WON'T STOP AGGRIEVIN'
Given the years of mud slinging, threats, power grabs, law suits and general animosity, it looked like Journey’s 2011 album Eclipse might have been their last. But while new album Freedom shows that storms don’t last for ever, with this band another one’s never far away.
Words: Dave Everley
KEVIN MAZUR/PRESS + DENISE TRUSCELLO/PRESS
It was Bruce Springsteen who finally got Journey into the Rock And Roll Hall Of Fame. The hard-rock giants had been eligible for inclusion since the year 2000, and had the record sales (gold, platinum and diamond discs up the wazoo) and the allpervading cultural influence (you’ve heard of Don’t Stop Believin’, right?) to back it up.
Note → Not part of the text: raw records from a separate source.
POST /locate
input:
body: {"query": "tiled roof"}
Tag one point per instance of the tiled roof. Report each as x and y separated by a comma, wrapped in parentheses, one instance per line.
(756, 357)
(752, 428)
But year after year the HOF gatekeepers said no. Enter The Boss.
“I never lost hope that we’d do another Journey album.
Not at all.”
Neal Schon
“The rumour has it that Springsteen, who’s a big deal for the Rock And Roll Hall Of Fame, sang Don’t Stop Believin’ at a benefit with Elton John and Lady Gaga one night,” says Journey keyboard player Jonathan Cain. “He said: ‘That’s a killer tune, yeah. Journey, we should give them a shot.’ So he started championing us with the Hall Of Fame. They put us in the ballot, and the fans who voted us number one did the rest.”
And so it was that several current and past members of Journey gathered on stage at Barclays Center in Brooklyn on April 7, 2017 for the Rock And Roll Hall Of Fame induction ceremony. Co-founding guitarist Neal Schon was there, along with second-longest tenured member Cain. So too were original keyboard player Gregg Rolie and drummer Aynsley Dunbar, bassist Ross Valory, drummer Steve Smith and, most surprisingly of all, vocalist Steve Perry, who had seemingly turned his back on both Journey and the music industry in the late 90s. It was, as they say, emotional.
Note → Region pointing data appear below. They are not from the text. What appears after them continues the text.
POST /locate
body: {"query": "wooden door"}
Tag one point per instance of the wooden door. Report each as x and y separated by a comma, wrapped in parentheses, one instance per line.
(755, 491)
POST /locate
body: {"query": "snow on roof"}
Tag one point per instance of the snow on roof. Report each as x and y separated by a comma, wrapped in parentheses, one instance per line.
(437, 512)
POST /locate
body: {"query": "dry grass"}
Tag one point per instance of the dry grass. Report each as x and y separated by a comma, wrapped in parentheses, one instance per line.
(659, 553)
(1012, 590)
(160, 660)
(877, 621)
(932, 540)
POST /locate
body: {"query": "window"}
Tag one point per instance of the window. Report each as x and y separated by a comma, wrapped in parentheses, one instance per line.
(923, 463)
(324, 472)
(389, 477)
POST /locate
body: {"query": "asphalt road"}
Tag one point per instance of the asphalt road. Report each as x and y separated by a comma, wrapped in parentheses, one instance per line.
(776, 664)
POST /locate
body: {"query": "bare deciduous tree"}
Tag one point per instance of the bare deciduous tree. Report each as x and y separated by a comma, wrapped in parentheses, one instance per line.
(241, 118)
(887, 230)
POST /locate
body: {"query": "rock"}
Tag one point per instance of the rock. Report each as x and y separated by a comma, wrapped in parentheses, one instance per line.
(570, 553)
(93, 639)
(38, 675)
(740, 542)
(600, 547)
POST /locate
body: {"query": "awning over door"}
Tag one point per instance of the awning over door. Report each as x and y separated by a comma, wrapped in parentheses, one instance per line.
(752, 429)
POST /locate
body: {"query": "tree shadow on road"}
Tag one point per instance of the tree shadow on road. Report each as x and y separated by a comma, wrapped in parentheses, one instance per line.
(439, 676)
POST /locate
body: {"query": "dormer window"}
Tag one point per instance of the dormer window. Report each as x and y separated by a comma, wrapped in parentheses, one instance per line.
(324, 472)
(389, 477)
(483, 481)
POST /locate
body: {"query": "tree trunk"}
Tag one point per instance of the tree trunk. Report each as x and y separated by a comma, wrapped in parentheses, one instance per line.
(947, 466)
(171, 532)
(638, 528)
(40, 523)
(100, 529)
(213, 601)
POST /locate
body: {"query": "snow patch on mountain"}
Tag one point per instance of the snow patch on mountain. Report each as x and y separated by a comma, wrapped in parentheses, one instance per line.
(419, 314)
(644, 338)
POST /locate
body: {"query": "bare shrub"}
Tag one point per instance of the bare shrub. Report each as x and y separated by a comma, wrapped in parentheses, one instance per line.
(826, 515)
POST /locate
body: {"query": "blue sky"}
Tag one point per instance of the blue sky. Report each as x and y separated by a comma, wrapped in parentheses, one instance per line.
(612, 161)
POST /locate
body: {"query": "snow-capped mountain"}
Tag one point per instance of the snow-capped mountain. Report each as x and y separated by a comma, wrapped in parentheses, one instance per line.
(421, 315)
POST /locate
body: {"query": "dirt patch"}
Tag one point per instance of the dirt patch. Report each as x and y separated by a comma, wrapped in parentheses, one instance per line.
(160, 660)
It was also Journey, a band whose graceful power and perfectly poised music is in inverse proportion to their capacity for squabbling, in-fighting and shit-talking. The HOF induction marked the beginning of an almost comically turbulent period in which Schon and Cain had a very public falling out in 2017 over a trip to the White House. They patched things up, only to fire two long-standing band members over an ill-fated ‘coup’, instigating a potentially ruinous lawsuit. Oh, and somewhere in between they ditched their longtime managers for good measure.
That Journey are still here after 40-odd years of that kind of behaviour is remarkable. But not as remarkable as the fact that they’ve just delivered their first new album in 11 years, Freedom. It’s a record that draws on the Journey of the past and updates it for today. It’s no Escape or Frontiers, but it certainly doesn’t disgrace itself in their company.